İYİ Parti Grup Başkanvekili Turhan Çömez'in sınava ilişkin iddialarına da yanıt veren Tekin, şöyle devam etti.
"İmam hatip okulu müdürümüz bir paylaşım yapıyor, diyor ki 'şu kadar öğrenci imam hatiplerden tam puan yaptı, gurur duyuyoruz'. Okul müdürü toplam imam hatip ortaokullarından kazanan öğrenci sayısını kendi okulunda paylaşıyor ve milletvekilimiz bu paylaşımın bütün yani o rakamın tamamının ilgili İmam Hatip ortaokulunda olduğu şeklinde kamuoyuyla paylaşıyor. Şimdi bu da bir infiale sebebiyet. Şu anda bizim bütün soruları doğru cevaplandıran 719 öğrenci içerisinde 63 tanesi imam hatip ortaokullarımızdan mezun, 656 tane kalan kısımda normal ortaokullarımızdan.
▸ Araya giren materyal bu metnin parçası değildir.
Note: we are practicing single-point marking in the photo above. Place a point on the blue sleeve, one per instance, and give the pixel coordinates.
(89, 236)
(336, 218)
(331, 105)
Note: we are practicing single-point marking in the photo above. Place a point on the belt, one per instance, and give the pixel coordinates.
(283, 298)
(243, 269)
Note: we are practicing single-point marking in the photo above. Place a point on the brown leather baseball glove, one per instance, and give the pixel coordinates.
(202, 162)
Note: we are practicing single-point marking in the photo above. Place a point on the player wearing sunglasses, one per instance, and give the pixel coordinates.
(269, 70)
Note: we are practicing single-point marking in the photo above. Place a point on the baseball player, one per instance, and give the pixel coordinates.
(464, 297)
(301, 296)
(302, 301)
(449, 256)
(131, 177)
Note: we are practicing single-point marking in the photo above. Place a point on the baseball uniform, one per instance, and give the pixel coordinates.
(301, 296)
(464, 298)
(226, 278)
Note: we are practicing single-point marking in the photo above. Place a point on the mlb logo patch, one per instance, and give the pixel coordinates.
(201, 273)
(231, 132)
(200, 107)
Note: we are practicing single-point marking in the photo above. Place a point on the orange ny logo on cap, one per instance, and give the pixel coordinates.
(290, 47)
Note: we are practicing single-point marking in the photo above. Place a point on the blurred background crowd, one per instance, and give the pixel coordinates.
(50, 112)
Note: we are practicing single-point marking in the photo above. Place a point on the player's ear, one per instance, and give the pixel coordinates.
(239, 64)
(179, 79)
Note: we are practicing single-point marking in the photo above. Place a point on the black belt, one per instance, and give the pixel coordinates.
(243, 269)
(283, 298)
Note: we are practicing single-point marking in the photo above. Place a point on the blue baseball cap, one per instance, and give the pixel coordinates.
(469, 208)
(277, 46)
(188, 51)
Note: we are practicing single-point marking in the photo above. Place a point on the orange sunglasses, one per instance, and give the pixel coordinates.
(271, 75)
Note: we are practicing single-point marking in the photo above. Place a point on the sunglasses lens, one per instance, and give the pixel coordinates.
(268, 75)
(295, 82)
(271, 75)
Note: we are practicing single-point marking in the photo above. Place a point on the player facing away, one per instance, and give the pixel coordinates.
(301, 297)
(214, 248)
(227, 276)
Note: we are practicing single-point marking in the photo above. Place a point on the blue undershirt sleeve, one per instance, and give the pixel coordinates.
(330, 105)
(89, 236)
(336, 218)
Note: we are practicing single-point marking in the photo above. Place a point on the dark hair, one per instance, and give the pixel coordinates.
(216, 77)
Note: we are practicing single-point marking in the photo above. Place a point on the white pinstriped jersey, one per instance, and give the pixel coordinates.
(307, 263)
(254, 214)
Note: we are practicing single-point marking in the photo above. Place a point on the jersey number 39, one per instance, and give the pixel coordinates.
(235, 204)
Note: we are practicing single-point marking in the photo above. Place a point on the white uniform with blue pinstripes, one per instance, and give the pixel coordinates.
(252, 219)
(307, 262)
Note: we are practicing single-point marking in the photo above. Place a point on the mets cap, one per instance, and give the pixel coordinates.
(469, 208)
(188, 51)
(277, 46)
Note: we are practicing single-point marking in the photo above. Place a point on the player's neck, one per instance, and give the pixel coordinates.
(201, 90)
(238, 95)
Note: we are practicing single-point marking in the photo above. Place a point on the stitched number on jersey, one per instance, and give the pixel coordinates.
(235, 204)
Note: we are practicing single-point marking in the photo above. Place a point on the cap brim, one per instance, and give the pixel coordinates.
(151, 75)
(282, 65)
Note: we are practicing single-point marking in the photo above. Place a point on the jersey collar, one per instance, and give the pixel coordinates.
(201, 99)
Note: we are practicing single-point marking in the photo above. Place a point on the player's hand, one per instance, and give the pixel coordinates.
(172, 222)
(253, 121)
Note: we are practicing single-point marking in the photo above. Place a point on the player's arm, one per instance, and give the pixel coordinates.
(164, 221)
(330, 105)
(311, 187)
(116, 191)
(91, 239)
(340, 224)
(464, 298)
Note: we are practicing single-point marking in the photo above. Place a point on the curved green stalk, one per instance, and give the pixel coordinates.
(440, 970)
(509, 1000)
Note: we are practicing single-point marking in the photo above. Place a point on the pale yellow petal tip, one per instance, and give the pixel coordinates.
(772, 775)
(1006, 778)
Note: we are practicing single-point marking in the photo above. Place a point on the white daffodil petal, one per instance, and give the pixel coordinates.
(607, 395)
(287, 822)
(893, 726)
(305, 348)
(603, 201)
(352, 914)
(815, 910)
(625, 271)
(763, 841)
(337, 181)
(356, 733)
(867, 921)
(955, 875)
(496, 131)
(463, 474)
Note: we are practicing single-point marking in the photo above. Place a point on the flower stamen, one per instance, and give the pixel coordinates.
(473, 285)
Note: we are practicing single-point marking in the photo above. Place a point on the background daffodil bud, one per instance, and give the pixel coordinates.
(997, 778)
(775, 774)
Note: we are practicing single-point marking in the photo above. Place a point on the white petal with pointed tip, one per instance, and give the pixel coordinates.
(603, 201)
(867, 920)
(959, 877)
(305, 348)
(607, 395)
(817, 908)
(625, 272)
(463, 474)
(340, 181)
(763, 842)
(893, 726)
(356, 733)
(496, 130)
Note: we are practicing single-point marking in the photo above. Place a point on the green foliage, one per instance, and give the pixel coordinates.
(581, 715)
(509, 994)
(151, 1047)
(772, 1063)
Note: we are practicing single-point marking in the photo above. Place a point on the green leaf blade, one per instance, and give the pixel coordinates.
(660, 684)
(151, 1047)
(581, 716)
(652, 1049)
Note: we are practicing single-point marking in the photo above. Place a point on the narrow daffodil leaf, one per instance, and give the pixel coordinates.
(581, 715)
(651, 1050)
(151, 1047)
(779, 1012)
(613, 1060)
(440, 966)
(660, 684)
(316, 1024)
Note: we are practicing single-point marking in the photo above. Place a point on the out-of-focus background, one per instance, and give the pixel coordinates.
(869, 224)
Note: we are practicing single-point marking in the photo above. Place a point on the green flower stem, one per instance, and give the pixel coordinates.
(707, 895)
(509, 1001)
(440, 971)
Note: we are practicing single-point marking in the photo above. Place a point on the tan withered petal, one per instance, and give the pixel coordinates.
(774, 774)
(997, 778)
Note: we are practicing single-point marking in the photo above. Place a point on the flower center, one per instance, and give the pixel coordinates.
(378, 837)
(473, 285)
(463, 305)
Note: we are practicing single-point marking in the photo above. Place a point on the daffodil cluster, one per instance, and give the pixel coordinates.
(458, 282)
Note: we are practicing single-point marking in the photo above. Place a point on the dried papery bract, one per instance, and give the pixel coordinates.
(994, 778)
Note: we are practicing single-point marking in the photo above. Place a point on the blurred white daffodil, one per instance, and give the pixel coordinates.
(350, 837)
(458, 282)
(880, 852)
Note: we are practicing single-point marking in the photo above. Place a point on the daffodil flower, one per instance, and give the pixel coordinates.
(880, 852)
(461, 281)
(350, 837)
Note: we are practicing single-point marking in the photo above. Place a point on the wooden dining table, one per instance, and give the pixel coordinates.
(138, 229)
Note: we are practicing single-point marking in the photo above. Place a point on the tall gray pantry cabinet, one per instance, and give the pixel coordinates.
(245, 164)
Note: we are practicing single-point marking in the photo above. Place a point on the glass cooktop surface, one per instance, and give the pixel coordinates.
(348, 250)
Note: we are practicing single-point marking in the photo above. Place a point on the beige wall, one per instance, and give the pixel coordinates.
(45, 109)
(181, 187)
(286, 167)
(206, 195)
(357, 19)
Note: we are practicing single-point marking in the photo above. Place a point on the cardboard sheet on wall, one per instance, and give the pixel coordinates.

Yani toplamda imam hatip ortaokullarının toplam tam yapan öğrenciler içerisindeki oranı yüzde 9. Yani bu tartışma öyle bir yere evrildi ki birileri bilinçaltlarında imam hatip düşmanlığından tutun, imam hatiplerin korunmasına kadar tartışma abuk sabuk noktalara evrildi ve bundan da gerçekten üzüntü duyuyorum. Bunların hepsi yalan yanlış şeyler.
O milletvekili arkadaşımız 'sadece bu imam hatip ortaokulunda 39 öğrenci tam puan almış' diyor. Nerede 39 öğrenci? Bursa'da 20 öğrencimiz (tam puan yapan) var. Bu tür dediğim gibi normal siyasi münakaşalarda siyasi arenada konuşulur, bununla ilgili yargı süreçleri yürür vesaire ama çocuklarımız üzerinden bunu yapmayalım. Çocuklarımız üzerinden bunu yaptığımızda bunun bedeli, faturası çok ağır olacak. Hatırlarsanız 15 Temmuz'da ilgili en ciddi konulardan bir tanesi okullar, dershaneler ve sınavlar üzerinden yürüyen bir süreçti. Tam bunun yıldönümünde böyle bir şeyi yapmanın kimseye faydası yok. Biz hep beraber çocuklarımızın hukukunu koruyalım."
LGS'de öğrencilerin bu denli başarılı olmasına değinen Tekin, 2 yıldır her ortamda ders kitaplarının dışında çocukların başka bir kaynağa ihtiyaç duymadığını söylediklerini dile getirdi.
Öğrencilerin istediği öğretmenden Destekleme ve Yetiştirme Kursları (DYK) alabildiğinin altını çizen Tekin, "Ayrıca sınavla ilgili hazırlık anlamında EBA ya da benzeri ortamlarda paylaştığımız sorularla LGS sınavındaki soruların birbirleriyle benzerliği dikkate alındığında bahsi geçen 719 sayısı aslında çok normal." dedi.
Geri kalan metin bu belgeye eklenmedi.